L’emploi est un prob­lème majeur dans le monde dévelop­pé, et les prin­ci­paux pour­voyeurs d’emplois qui ne pèsent pas sur les finances publiques sont les entre­pris­es. On n’est plus seule­ment dans l’attente indi­vidu­elle d’un emploi, mais dans l’attente col­lec­tive d’une capac­ité d’embauche des entreprises.

Une ver­tu éducative
La dis­ci­pline néces­saire au bon fonc­tion­nement des entre­pris­es a une ver­tu éduca­tive, avec ses échecs, qui pren­nent la forme d’abandon de poste par des jeunes qui préfèrent les allo­ca­tions au tra­vail. C’est ce qu’on attend d’elles.

Et l’on voudrait qu’elles assu­ment une respon­s­abil­ité dans le développe­ment des ter­ri­toires. Compte tenu de l’évolution rapi­de des métiers, on attend d’elles aus­si non seule­ment qu’elles con­tribuent à la for­ma­tion de leur per­son­nel aux métiers qu’ils y exer­cent, mais aus­si qu’elles intè­grent l’idée de l’employabilité et don­nent à leurs salariés les moyens d’évoluer vers d’autres activ­ités que celles qu’ils exer­cent à un moment donné.

On compte aus­si sur elles, quand elles embauchent des jeunes, pour qu’elles les socia­bilisent, qu’elles leur appren­nent la politesse, le respect des horaires, bref, qu’elles assu­ment un rôle d’éducateur.

Lutter contre les discriminations

La société assigne des mis­sions d’intégration à l’entreprise, de lutte con­tre les exclu­sions et les dis­crim­i­na­tions. En France, l’Assemblée nationale impose par la loi des quo­tas de femmes dans les con­seils d’administration des entre­pris­es cotées.

La con­tri­bu­tion des entre­pris­es à l’évolution des cul­tures et à la préser­va­tion de la diver­sité cul­turelle est aus­si prise en con­sid­éra­tion dans des multi­na­tionales qui savent que c’est une con­di­tion de leur développement.

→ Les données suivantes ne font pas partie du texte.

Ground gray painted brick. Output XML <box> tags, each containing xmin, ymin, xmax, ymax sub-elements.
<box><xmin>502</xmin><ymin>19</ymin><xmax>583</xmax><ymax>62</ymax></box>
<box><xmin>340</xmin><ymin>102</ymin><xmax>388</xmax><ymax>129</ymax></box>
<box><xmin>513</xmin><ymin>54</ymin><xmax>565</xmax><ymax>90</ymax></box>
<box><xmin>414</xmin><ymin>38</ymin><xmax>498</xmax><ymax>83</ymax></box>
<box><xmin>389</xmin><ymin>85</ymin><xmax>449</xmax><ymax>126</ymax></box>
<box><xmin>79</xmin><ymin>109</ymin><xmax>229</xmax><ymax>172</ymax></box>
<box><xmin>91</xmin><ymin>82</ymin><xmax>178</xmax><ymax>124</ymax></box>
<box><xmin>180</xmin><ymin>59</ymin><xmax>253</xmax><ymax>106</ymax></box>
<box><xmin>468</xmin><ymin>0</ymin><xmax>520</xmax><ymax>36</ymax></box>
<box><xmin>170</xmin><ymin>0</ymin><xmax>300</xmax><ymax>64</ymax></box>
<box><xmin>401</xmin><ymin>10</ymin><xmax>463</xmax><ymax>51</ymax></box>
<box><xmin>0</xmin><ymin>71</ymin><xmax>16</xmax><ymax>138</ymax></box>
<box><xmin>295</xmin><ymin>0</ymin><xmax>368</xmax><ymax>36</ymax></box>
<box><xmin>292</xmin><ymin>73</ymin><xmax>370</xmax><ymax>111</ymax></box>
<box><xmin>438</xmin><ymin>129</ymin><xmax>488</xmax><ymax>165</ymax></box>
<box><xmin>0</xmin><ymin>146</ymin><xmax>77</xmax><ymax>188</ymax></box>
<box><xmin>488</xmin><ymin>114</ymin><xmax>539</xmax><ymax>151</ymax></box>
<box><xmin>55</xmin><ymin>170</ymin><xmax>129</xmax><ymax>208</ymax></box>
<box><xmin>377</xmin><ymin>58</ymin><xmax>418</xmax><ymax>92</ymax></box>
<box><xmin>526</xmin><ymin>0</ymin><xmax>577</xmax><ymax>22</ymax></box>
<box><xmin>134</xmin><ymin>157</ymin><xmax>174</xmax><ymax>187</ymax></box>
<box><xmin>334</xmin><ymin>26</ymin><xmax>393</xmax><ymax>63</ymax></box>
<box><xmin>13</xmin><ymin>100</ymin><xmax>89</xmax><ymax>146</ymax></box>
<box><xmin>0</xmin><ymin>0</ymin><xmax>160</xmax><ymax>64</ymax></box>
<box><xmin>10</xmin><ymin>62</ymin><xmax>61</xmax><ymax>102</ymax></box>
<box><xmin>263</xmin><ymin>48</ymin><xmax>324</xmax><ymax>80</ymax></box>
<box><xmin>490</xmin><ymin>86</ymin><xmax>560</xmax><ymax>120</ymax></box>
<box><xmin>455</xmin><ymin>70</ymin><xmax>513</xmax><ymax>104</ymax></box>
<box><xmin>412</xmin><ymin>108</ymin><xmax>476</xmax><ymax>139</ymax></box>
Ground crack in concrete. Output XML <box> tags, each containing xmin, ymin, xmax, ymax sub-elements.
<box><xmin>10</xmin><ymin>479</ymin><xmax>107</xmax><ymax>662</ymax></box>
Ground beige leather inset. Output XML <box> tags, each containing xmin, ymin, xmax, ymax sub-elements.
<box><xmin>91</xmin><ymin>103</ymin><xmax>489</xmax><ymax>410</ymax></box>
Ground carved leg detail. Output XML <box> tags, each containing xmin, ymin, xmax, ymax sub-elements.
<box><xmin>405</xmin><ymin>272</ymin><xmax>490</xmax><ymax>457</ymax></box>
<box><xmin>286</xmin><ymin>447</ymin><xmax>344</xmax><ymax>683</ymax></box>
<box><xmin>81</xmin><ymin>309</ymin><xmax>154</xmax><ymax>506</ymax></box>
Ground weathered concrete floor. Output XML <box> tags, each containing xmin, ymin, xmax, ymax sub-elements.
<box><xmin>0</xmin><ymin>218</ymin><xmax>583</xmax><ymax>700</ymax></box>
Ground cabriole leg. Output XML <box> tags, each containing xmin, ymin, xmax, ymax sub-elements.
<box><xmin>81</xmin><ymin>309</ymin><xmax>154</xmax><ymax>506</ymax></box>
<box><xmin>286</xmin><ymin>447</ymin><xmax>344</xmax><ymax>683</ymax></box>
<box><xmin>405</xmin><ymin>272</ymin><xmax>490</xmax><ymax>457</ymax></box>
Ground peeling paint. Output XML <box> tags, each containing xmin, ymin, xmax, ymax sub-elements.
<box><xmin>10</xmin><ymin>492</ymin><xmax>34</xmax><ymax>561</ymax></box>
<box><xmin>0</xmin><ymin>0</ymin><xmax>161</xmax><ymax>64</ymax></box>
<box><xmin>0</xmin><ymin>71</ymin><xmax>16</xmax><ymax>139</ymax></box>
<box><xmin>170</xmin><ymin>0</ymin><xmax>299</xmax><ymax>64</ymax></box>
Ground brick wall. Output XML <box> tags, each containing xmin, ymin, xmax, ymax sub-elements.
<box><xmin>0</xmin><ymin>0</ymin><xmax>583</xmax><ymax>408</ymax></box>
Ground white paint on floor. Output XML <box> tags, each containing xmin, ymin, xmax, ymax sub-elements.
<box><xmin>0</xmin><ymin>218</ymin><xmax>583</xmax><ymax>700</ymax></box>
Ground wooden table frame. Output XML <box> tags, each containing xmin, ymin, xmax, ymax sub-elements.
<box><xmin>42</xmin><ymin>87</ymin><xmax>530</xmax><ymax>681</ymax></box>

Respon­s­abil­ité sans frontières
Les exi­gences de la RSE ne con­nais­sent pas les fron­tières des États. Elles pèsent plus ou moins sur l’entreprise selon les pays, et c’est un vrai prob­lème quand il y a con­cur­rence. Les opin­ions publiques des pays évolués souhait­ent le respect des droits de l’homme partout dans le monde. On ne peut que s’en féliciter, mais l’application des principes néces­sit­erait par­fois une meilleure prise en compte de la com­plex­ité des sit­u­a­tions ; par exem­ple, lut­ter con­tre le tra­vail des enfants est une grande et belle cause, mais le pro­scrire bru­tale­ment sans accom­pa­g­ne­ment, sans garantie que les enfants puis­sent vivre décem­ment, échap­per par exem­ple à la pros­ti­tu­tion et aller à l’école, peut être contre-productif.
Des études menées par des précurseurs de la RSE ont mon­tré avec quelle pru­dence il fal­lait traiter de tels sujets, sans tran­siger sur les principes, mais en veil­lant aux con­di­tions réelles de leur mise en œuvre.

Respecter l’environnement

En matière d’environnement, les exi­gences sont fortes et des don­nées comme l’empreinte car­bone ou la pos­si­bil­ité de recy­cler les pro­duits entrent de plus en plus dans les critères d’achat des consommateurs.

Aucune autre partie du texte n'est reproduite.